Их первое свидание в Нью-Йорке было обставлено со всевозможной галантностью и шиком. Лео знал в этом толк.
Они обедали в «Лютеции», где его привычки были давно известны.
— Я всегда обедаю здесь, когда бываю в городе, — сказал он. — Надеюсь, и тебе нравится обед в зимнем саду.
Их усадили за лучший столик и превосходно обслужили — мелочи, которых ни разу не сподобилась Диана. Зато теперь весь персонал тянулся в струнку перед таким видным мужчиной. Ну и перед ней — заодно.
— Сегодня — своеобразная годовщина, — сообщил Лео, как только они уселись. — Исполняется ровно семь лет с того дня, как мы расстались.

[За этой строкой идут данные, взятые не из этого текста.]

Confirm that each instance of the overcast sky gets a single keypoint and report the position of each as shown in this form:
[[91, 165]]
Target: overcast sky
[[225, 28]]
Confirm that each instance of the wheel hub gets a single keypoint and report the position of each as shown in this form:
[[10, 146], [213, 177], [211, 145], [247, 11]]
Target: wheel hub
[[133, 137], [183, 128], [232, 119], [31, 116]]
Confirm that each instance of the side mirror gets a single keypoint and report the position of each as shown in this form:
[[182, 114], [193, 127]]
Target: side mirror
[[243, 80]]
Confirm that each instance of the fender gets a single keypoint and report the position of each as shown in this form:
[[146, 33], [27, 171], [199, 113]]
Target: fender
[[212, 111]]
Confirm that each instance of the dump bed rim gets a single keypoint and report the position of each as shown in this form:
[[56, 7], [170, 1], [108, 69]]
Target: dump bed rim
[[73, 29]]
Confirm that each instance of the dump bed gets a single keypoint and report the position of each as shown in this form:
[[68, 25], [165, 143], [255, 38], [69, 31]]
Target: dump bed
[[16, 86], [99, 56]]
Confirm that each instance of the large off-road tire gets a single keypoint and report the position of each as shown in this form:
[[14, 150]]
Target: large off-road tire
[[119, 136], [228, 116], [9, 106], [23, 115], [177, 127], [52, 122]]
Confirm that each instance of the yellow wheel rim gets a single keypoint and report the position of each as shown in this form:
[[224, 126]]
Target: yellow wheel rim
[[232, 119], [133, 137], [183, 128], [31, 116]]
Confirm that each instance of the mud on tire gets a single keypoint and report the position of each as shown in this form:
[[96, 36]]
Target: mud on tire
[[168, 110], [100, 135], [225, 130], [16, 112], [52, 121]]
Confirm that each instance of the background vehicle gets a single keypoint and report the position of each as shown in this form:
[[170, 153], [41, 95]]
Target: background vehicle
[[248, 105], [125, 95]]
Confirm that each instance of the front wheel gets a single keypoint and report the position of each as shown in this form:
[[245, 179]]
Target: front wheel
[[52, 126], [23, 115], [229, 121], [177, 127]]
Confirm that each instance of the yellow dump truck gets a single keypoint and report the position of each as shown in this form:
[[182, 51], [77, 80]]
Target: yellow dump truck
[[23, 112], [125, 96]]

И если позволишь, я бы заказал для начала шампанское.
— Конечно! — согласилась Диана, слишком потрясенная тем, что сидит вот так, в трех футах от Лео, чтобы думать о таких низменных вещах, как еда.
— Отлично, — улыбнулся он.
И хотя на протяжении всего обеда Лео не говорил ни а, ни б, у Дианы не возникало сомнений по поводу серьезности его намерений. В то же время он поразил ее откровенностью, излагая историю своей семейной жизни.
— Моя жена, — говорил он, — с которой ты, по-моему, так и не успела познакомиться, поставила своей целью переспать со всеми мужчинами младше девяноста лет, обитавшими в окрестностях Нью-Хейвена. Профессора, мальчишки из обслуги, сексуально озабоченные студенты, диск-жокеи, даже наш настройщик фортепьяно. Анна решила, как говорится, всех уравнять в правах, не обращая внимания ни на расу, ни на вероисповедание, ни на происхождение. Ее объятия оказались шире, чем у статуи Свободы. Но подобная «демократичность» сослужила ей неплохую службу, она уже состоит в правлении одной из партий.